Book Review: A Bag of Marbles by Joseph Joffo and Vincent Baily

A Bag of Marbles by Joseph Joffo and Vincent Baily is a historical graphic novel for tweens and teens. In 1941 in occupied Paris, brothers Maurice and Joseph play a last game of marbles before running home to their father's barbershop. With the German occupation threatening their family's safety, the boys' parents decide Maurice and Joseph must disguise themselves and flee to their older brothers in the free zone. Surviving the long journey will take every scrap of ingenuity and courage they can muster. If they hope to elude the Nazis, they must never, under any circumstances, admit to being Jewish. During their travels, the boys face threats from strangers and receive unexpected help. Based on an autobiographical novel by Joseph Joffo and adapted with the author's input, this true story offers a harrowing but inspiring glimpse of a childhood cut short.

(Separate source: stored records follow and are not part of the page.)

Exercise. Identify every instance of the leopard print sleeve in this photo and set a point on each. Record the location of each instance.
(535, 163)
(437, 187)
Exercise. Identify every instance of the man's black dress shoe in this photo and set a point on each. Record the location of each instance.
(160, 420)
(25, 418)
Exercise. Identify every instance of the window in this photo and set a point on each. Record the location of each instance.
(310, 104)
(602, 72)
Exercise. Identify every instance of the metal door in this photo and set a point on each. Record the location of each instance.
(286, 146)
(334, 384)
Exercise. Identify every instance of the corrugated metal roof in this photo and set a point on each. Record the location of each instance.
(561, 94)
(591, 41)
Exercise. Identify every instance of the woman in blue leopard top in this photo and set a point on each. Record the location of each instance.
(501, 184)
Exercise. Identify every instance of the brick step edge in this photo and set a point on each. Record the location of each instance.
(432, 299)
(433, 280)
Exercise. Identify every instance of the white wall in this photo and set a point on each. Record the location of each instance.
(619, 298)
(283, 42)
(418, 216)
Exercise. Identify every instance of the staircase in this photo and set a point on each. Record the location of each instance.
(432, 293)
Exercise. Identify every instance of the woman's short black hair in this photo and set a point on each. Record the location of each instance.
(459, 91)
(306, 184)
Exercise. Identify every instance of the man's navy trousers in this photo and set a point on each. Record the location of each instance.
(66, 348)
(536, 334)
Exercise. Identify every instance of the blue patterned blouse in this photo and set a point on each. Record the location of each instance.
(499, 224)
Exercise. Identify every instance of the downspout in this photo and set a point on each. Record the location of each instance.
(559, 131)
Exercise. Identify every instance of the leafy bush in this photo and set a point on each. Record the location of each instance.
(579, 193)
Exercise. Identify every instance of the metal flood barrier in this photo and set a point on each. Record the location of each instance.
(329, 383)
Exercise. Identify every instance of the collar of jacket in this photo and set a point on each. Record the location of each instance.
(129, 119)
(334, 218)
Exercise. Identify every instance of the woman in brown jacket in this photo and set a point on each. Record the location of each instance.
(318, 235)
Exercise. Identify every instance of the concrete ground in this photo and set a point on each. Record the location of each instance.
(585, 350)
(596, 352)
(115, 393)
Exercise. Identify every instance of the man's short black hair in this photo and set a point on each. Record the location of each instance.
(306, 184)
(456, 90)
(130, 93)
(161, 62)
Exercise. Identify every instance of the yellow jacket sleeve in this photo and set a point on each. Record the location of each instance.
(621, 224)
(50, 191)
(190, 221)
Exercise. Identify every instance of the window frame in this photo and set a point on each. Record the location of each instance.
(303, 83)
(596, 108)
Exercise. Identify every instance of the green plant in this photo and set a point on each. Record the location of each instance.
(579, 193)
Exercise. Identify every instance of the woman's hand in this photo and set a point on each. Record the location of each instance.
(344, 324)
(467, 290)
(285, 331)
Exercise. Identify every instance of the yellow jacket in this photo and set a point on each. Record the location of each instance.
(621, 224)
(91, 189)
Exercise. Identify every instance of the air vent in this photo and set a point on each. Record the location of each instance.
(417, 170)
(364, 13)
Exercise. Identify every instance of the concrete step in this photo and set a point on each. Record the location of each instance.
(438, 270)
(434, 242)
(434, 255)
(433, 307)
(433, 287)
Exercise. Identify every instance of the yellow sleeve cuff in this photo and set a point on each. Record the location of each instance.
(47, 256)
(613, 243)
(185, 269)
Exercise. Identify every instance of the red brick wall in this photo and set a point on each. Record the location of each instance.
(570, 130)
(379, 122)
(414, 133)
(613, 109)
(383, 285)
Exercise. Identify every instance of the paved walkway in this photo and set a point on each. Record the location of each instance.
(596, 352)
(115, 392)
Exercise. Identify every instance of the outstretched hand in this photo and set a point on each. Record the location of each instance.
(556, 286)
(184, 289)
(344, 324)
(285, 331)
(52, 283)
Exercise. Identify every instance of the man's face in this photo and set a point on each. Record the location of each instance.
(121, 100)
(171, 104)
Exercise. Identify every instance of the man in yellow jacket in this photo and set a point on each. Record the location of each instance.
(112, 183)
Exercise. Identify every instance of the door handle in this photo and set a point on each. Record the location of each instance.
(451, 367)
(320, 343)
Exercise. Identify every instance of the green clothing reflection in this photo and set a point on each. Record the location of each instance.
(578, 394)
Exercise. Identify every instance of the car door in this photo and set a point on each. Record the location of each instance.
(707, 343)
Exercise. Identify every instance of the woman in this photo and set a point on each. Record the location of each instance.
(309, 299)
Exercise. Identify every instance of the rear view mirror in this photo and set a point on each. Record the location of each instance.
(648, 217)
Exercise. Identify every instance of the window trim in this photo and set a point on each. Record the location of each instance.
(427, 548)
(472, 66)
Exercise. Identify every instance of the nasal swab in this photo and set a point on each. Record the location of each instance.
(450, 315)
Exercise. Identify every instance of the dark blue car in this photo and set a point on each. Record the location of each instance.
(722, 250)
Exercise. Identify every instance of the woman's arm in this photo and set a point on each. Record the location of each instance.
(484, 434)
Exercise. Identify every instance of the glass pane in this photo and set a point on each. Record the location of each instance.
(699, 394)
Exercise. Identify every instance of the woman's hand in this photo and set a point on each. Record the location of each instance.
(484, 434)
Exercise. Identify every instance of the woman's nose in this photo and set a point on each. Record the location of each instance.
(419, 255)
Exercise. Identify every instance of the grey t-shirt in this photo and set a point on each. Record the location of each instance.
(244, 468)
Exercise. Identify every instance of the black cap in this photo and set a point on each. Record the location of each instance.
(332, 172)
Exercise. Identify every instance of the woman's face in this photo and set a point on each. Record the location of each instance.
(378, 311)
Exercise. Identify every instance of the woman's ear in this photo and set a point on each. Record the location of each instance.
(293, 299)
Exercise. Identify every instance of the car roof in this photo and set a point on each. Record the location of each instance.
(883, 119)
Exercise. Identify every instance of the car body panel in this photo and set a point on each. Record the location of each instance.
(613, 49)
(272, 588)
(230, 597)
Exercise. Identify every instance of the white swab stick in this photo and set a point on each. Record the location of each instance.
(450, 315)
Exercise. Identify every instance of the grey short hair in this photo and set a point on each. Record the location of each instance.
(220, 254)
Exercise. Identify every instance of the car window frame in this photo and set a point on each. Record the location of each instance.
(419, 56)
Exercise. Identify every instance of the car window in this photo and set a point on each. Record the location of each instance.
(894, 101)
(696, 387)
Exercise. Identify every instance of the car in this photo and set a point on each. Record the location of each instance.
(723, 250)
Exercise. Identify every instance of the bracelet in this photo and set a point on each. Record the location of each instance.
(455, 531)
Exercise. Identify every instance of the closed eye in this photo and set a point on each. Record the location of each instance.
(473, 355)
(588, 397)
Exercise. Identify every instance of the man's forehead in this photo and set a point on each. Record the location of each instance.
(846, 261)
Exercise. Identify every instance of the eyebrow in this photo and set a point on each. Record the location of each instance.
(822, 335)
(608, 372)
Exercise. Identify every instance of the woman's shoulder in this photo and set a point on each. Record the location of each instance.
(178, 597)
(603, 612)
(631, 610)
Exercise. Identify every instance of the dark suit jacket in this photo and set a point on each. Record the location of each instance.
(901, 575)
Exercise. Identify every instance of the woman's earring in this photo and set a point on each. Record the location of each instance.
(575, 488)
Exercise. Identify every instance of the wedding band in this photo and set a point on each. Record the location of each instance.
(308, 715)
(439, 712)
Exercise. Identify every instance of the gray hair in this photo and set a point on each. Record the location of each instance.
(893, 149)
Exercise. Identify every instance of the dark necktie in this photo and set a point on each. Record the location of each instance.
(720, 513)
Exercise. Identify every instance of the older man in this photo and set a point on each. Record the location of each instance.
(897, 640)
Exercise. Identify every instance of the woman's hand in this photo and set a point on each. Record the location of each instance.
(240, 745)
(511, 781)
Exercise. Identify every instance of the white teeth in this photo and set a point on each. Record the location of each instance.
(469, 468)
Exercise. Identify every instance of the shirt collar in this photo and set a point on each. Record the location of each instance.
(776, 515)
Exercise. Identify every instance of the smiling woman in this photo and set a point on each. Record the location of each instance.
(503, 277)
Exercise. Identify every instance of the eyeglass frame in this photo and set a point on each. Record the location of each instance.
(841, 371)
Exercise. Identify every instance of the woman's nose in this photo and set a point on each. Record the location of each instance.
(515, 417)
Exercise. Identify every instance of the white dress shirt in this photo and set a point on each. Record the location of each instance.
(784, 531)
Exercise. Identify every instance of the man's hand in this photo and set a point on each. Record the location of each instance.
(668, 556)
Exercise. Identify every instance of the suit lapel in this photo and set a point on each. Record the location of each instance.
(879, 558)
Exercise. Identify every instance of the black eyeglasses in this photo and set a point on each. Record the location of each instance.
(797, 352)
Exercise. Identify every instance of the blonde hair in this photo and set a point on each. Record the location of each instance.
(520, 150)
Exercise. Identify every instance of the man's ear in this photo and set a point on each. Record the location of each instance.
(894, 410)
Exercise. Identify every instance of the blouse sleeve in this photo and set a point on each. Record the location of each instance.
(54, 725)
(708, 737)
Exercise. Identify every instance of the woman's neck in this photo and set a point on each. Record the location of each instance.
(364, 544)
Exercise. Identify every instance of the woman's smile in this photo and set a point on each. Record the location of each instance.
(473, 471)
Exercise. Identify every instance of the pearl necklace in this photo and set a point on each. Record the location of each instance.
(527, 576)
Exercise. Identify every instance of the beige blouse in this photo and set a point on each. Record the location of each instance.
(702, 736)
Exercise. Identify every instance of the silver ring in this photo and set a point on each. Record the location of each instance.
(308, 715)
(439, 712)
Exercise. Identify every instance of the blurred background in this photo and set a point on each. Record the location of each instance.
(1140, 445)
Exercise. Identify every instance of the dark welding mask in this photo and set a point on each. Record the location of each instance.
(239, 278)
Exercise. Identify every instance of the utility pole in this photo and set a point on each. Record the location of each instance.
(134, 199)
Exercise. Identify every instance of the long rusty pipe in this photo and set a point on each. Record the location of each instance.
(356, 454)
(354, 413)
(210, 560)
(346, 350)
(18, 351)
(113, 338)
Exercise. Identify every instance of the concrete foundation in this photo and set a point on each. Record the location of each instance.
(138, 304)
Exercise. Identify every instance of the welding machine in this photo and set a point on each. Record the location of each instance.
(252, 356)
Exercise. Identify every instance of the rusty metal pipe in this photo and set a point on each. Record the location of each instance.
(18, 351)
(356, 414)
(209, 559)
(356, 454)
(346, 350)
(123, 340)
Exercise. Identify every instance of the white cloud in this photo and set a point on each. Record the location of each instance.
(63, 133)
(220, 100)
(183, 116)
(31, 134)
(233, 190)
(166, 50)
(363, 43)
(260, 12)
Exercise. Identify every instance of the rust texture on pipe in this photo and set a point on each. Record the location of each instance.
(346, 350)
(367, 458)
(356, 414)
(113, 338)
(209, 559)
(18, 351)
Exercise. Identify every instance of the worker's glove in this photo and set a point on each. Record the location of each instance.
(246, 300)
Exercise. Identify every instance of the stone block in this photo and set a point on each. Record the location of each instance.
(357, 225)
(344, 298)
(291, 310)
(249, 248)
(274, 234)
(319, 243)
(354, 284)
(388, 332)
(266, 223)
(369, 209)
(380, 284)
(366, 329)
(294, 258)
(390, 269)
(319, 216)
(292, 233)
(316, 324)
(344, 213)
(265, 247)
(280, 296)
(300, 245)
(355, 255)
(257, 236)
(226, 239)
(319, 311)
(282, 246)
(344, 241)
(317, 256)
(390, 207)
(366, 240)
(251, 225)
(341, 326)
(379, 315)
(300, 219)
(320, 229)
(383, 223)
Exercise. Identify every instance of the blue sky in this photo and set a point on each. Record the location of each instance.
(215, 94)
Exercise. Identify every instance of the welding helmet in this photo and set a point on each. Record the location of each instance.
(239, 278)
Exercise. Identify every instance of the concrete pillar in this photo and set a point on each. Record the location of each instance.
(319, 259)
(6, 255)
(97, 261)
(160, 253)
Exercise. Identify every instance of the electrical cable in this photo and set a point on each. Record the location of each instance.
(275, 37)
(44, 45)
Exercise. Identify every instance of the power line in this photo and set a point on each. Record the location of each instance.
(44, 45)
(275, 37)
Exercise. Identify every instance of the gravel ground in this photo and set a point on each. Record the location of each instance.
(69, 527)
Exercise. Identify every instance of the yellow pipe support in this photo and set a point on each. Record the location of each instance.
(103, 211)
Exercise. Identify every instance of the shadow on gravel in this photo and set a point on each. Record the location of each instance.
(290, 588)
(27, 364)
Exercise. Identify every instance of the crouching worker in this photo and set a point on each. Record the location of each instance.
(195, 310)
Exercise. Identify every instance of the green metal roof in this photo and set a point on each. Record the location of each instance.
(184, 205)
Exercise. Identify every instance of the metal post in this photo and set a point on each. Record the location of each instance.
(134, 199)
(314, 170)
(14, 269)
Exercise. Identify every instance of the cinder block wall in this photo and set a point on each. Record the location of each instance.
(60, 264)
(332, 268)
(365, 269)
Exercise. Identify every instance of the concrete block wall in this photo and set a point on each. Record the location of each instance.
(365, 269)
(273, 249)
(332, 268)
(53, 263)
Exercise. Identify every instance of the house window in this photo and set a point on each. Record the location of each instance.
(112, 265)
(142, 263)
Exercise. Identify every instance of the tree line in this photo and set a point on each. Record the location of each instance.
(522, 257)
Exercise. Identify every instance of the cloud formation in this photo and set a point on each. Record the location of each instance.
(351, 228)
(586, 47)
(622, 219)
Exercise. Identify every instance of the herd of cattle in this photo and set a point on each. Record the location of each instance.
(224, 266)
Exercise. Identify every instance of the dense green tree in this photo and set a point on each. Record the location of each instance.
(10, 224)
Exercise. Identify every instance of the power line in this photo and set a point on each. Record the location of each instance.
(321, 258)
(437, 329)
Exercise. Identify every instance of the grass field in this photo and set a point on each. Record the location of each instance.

In A Bag of Marbles, Joseph Joffo tells the story of his childhood, a story that touches the heart. I am not a person that enjoys reading about the horrors and persecution people have inflicted on each other. However, for some reason I picked this up. It took me a couple tries to read it, mainly because I had to be in the right mindset to deal with the WWII era. However, as soon as I really got started I was impressed with Vincent Baily's watercolor style artwork and the way the story was told through those illustrations as well as Jaffo's words. I think this is a great resource for bringing home the facts of the Holocaust to middle grade and older readers. The story of these boys is something that they can connect with and make the history that we think we know much more poignant. This is not the typical narrative, not what you generally get when you pick up a book about children in WWII, and I think that makes it that much more touching and interesting. I am interested in reading the memoir from Jaffo, which this graphic novel was adapted from, to see how the two compare.

I would highly recommend A Bag of Marbles to readers that are interested in the WWII era and the realities of what some of the luckier Holocaust survivors went through. I think this would be a great classroom resource when discussing the time and war, in order to make the dates and words in the history books mean a little more to students.